AWS and Nvidia have announced an extension of their strategic collaboration that will see the new Blackwell GPU platform arrive on the AWS platform.
The hyperscaler will offer Nvidia GB200 Grace Blackwell Superchip and B100 Tensor Core GPUs in a move designed to help customers unlock and leverage new generative AI capabilities.
The collaboration provides integration between Nvidia's newest multi-node systems featuring the chipmaker's next-generation Blackwell platform and AI software, advanced Nitro system security, and Nvidia's key management service (AWS KMS). AWS, Elastic Fabric Adapter (EFA) petabit-scale networking, and Amazon Elastic Compute Cloud UltraCuster Hyperscale Clustering (Amazon EC2).
In an announcement, the companies said this combination of technologies will allow customers to build and run real-time inference on multi-million-parameter large language models (LLMs) more efficiently than previous generation Nvidia GPUs on Amazon EC2.
“NVIDIA's next-generation Grace Blackwell processor marks a significant step forward in AI and GPU generative computing,” said Adam Selipsky, CEO of AWS.
“When combined with the powerful AWS Elastic Fabric adapter network, the hyperscale clustering of Amazon EC2 UltraClusters, and the advanced virtualization and security capabilities of our unique Nitro system, we make it possible for customers to create and run high-performance language models.” size with multi-million dollar parameters faster and at a massive pace. climb and more safely than anywhere else.”
Accelerated LLMs through AWS
As part of the expanded partnership, Nvidia's Blackwell platform, featuring GB200 NVL72, will now be available through the AWS platform, complete with 72 Blackwell GPUs and 36 Grace GPUs interconnected by 5th generation Nvidia NVLink.
The platform will connect to AWS's EFA network and leverage advanced Nitro system virtualization and hyperscale clustering from cloud giant EC2 UltraClusters.
AWS said this combination will allow customers to scale to thousands of GB200 Superchips and accelerate inference workloads for resource-intensive, multi-million-parameter language models.
Additionally, AWS plans to offer EC2 instances with the new B100 GPUs deployed in EC2 UltraClusters to accelerate generative AI training and inference at larger scales.

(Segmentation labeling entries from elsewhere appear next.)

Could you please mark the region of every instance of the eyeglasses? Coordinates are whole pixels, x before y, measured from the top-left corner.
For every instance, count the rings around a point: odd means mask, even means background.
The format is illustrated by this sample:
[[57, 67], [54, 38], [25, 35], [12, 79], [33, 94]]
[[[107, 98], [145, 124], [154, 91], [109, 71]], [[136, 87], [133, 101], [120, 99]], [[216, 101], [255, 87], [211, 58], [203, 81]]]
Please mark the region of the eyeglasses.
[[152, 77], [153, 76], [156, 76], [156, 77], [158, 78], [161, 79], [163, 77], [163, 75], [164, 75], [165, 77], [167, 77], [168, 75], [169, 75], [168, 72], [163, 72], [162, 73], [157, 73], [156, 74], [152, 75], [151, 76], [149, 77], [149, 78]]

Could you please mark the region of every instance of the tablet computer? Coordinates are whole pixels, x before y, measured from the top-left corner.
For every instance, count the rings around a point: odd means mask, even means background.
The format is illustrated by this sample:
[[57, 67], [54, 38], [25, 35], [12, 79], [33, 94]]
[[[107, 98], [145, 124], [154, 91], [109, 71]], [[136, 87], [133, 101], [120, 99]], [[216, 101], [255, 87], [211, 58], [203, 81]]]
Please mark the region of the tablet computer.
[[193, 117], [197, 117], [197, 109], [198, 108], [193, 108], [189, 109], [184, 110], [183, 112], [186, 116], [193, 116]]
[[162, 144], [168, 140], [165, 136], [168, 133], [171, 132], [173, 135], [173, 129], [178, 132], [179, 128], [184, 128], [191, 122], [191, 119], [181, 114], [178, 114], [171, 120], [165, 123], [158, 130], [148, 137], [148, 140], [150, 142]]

The GB200s will be available on Nvidia's DGX Cloud platform to help accelerate the development of generative AI and LLM that have the capacity to reach more than 1 trillion parameters.
Improved security
AWS and Nvidia are also leveraging existing AI security measures, with the combination of AWS Nitro System and Nvidia's GB200 designed to prevent unauthorized users from accessing model weights.
The GB200 works to enable physical encryption of NVLink connections between GPUs and encrypts data transfer from the Grace CPU to the Blackwell GPU, while EFA will encrypt data between servers for distributed training and inference.
The GB200 will also benefit from the AWS Nitro system's ability to offload I/O for functions from the host CPU/GPU to specialized AWS hardware, while implementing enhanced security to protect customer code and data during processing. .
With GB200 on Amazon EC2, AWS said customers will be able to create a trusted execution environment alongside their EC2 instance, leveraging AWS Nitro Enclaves to encrypt training data and weights with AWS KMS.
Users can load the enclave from the GB200 instance to communicate directly with the superchip, which will allow KMS to communicate directly with the enclave and transfer key material directly and securely.
The enclave can then pass that material to the GB200 securely and in a way that prevents AWS operators from accessing the key or decrypting the training data or model weights.
More details about the 'Ceiba Project'
First announced at AWS re:Invent 2023, Nvidia and AWS are also collaborating to build one of the world's fastest AI supercomputers.
Nicknamed 'Ceiba Project', the new supercomputer will be hosted on AWS and will be used by Nvidia to advance AI for LLM, graphics and simulation, digital biology, robotics, self-driving cars, as well as Nvidia Earth 2 for climate prediction.
The supercomputer will feature 20,736 B200 GPUs and will be built using the new Nvidia GB200 NVL72 system, which features fifth-generation NVLink connecting to 10,368 Grace GPUs. It will also leverage the fourth-generation EFA network to scale, delivering up to 8,000 Gbps per superchip of high-bandwidth, low-latency network performance.
The pair said this combination will enable processing of up to 400 exaflops of AI and a six-fold increase over previous plans to build Ceiba on the Hopper architecture.
“AI is driving advances at an unprecedented pace, generating new applications, business models and innovation across industries,” said Jensen Huang, founder and CEO of Nvidia.
“Our collaboration with AWS is accelerating new generative AI capabilities and giving customers unprecedented computing power to push the boundaries of what's possible.”